Our Incompetent Lindoros don’t want to recognize that the emergency situation created by Gustav and Ike is not only the fault of the strong winds and rains, but rather of the disasters of production and housing that had already dragged this Island down. Today, in the morning, after two hours in line I was able buy four pounds of sweet potatoes and a piece of fruta bomba* without seeing in the line a single specimen of a director. For pork, we must take turns in the early morning. In the stores that take convertible pesos* the empty refrigerators stink of chicken and meat that was ruined. The food situation could not be worse and although my house endured the winds and in my area there is no great devastation, the only thing people ask about is food. Rising fuel prices already caused the private taxi drivers to double their fares; for a trip that used to cost ten pesos we now pay twenty. But the TV doesn’t see that side of the crisis, but rather a people strong and “valiant” declaring their votes of confidence and expressing hope in front of the cameras.
What will Incompetent Lindor do when the slogans shouted today in front of journalists turn into expressions of discontent and protest? Will they hide themselves then–with a stash of food–inside their briefcases?

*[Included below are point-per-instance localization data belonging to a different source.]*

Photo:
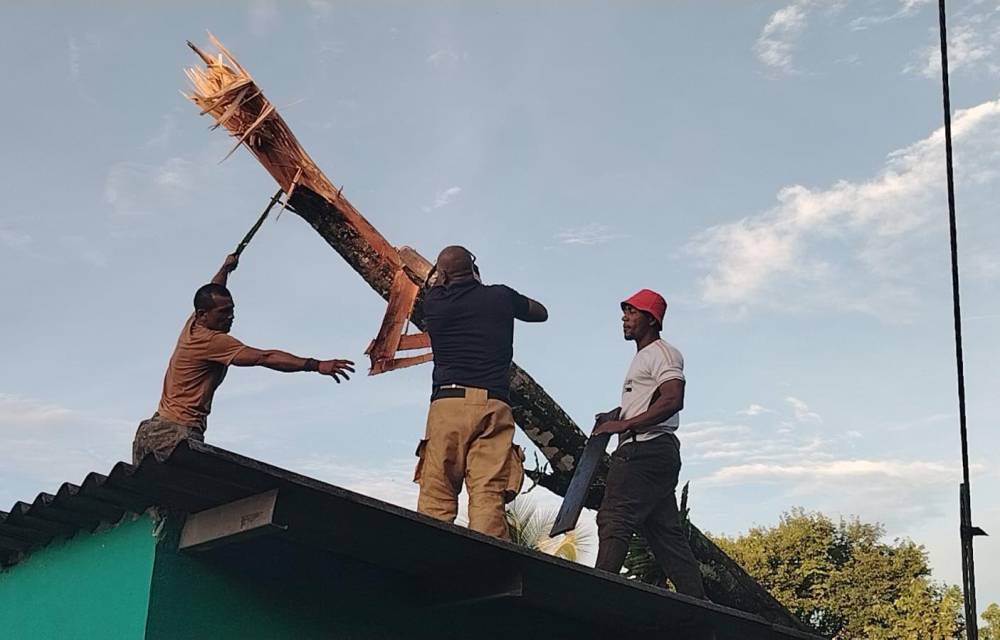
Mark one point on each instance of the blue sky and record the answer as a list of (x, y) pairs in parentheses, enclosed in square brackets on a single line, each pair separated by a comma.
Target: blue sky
[(774, 169)]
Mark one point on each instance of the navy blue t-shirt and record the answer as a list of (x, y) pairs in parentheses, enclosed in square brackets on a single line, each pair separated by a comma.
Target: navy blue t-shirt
[(471, 326)]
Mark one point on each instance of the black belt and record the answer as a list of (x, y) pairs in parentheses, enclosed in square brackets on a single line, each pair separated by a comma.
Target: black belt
[(454, 391)]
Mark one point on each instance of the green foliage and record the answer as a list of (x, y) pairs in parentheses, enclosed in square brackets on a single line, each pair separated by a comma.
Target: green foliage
[(991, 617), (529, 527), (844, 581)]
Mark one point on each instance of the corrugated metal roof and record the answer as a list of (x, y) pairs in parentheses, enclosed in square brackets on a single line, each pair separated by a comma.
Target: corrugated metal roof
[(319, 516)]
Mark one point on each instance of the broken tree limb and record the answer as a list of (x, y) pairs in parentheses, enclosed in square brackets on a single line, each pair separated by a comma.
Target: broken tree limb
[(226, 91), (382, 350)]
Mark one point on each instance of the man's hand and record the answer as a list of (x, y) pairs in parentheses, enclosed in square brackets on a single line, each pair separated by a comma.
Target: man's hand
[(336, 368), (222, 277), (609, 426), (232, 261), (607, 415)]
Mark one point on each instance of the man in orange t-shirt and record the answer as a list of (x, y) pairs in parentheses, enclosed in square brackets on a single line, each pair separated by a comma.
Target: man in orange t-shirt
[(198, 366)]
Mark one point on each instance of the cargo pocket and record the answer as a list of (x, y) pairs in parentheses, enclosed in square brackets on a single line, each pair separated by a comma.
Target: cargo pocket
[(421, 448), (515, 473)]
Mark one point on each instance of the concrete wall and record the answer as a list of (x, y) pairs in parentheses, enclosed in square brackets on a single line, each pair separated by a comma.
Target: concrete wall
[(93, 585)]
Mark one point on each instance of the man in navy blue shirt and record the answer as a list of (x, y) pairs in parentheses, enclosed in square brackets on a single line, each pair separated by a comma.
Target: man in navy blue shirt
[(470, 428)]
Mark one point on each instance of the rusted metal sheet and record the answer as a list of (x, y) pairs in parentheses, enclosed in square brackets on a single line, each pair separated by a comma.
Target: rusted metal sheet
[(579, 486)]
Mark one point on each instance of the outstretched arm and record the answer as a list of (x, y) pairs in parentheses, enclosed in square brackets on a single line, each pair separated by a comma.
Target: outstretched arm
[(227, 267), (284, 361)]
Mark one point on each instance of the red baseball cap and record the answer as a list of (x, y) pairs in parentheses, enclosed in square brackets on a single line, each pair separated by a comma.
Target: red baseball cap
[(649, 301)]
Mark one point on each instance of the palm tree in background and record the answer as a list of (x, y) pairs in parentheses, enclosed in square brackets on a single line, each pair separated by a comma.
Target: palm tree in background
[(529, 527)]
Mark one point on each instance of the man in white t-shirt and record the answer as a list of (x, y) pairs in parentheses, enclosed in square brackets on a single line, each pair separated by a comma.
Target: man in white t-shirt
[(644, 468)]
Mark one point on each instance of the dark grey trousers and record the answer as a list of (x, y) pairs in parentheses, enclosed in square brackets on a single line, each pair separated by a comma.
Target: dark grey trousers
[(640, 496)]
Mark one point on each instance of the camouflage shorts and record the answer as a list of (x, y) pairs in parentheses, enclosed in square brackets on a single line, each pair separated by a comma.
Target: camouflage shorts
[(159, 436)]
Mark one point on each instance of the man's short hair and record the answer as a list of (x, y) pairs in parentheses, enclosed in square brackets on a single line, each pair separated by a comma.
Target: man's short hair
[(204, 298)]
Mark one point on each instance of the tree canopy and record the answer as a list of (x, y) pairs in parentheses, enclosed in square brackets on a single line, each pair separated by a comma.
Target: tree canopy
[(845, 581)]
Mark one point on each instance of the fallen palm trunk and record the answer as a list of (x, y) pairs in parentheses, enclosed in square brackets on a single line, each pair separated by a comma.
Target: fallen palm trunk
[(228, 93)]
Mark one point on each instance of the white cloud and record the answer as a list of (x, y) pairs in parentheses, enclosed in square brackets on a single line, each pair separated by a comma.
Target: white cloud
[(321, 9), (589, 234), (853, 245), (443, 199), (133, 188), (967, 47), (443, 57), (777, 40), (391, 482), (917, 472), (161, 139), (802, 412), (973, 40), (14, 239), (45, 444), (262, 15), (19, 412), (753, 410), (906, 8), (73, 53), (899, 493)]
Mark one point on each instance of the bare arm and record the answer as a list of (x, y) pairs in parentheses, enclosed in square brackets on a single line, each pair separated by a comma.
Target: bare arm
[(536, 312), (667, 401), (227, 267), (284, 361)]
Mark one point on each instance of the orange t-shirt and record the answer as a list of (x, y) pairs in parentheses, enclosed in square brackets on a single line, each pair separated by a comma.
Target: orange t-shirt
[(196, 370)]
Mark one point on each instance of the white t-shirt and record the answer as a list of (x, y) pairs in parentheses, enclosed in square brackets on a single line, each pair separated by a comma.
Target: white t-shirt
[(656, 363)]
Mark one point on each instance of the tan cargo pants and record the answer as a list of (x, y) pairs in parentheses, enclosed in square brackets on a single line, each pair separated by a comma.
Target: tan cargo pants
[(159, 435), (469, 439)]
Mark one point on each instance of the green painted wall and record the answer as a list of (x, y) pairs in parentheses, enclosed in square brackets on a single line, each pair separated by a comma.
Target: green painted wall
[(193, 598), (93, 585)]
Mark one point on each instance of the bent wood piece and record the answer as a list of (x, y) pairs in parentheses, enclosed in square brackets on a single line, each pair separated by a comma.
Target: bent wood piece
[(223, 83), (579, 486), (382, 350), (226, 91)]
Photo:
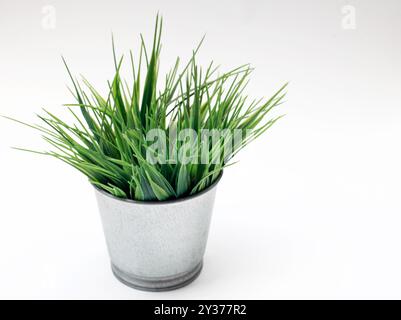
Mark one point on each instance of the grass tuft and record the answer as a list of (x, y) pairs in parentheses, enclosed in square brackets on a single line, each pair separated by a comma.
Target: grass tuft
[(108, 141)]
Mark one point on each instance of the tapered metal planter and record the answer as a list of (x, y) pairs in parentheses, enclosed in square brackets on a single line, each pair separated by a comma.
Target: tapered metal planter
[(156, 246)]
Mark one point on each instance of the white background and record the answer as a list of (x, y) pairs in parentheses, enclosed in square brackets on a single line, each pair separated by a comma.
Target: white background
[(311, 211)]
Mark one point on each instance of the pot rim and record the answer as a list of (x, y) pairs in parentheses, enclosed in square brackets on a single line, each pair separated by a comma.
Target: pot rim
[(161, 202)]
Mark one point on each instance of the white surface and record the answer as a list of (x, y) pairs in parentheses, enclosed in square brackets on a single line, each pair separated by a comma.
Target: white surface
[(311, 211)]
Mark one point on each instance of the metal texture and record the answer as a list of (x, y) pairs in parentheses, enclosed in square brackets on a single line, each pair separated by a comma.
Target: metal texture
[(156, 246)]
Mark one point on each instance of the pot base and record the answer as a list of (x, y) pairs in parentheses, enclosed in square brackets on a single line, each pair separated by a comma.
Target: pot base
[(157, 284)]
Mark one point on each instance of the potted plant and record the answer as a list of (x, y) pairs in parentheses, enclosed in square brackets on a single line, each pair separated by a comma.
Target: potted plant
[(154, 153)]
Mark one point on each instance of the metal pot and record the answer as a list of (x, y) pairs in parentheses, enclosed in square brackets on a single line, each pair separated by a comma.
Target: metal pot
[(156, 246)]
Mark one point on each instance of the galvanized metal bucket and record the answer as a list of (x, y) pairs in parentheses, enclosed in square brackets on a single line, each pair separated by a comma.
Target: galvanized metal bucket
[(156, 246)]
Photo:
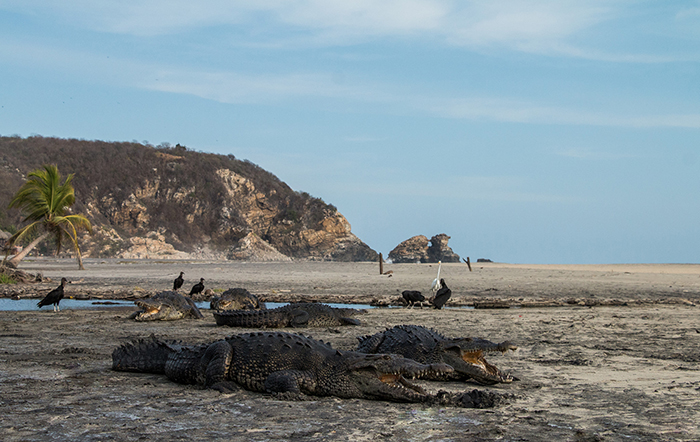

Fruta bomba is the Cuban word for papaya. In Cuba ‘papaya’ is an exceedingly rude word relating to female body parts. If you are in Cuba and would like a papaya, you are advised to ask for “fruta bomba.”
Convertible pesos: See the entry, “From the same pocket,” 7 February 2008, and the footnote for “Cyber-mutilated,” 21 July 2008, for more information about the Cuban dual monetary system.
Venezuelans have set the example when they protest what they don’t want. If we Cubans weren’t the leaders, let’s be the followers of a cause that just claims freedom which will lead to prosperity and social justice.
Yes, Yoanis, you DEFINITELY are MY HEROE! Continue sharing your opinion with the free world and keep them scoundrels on the run!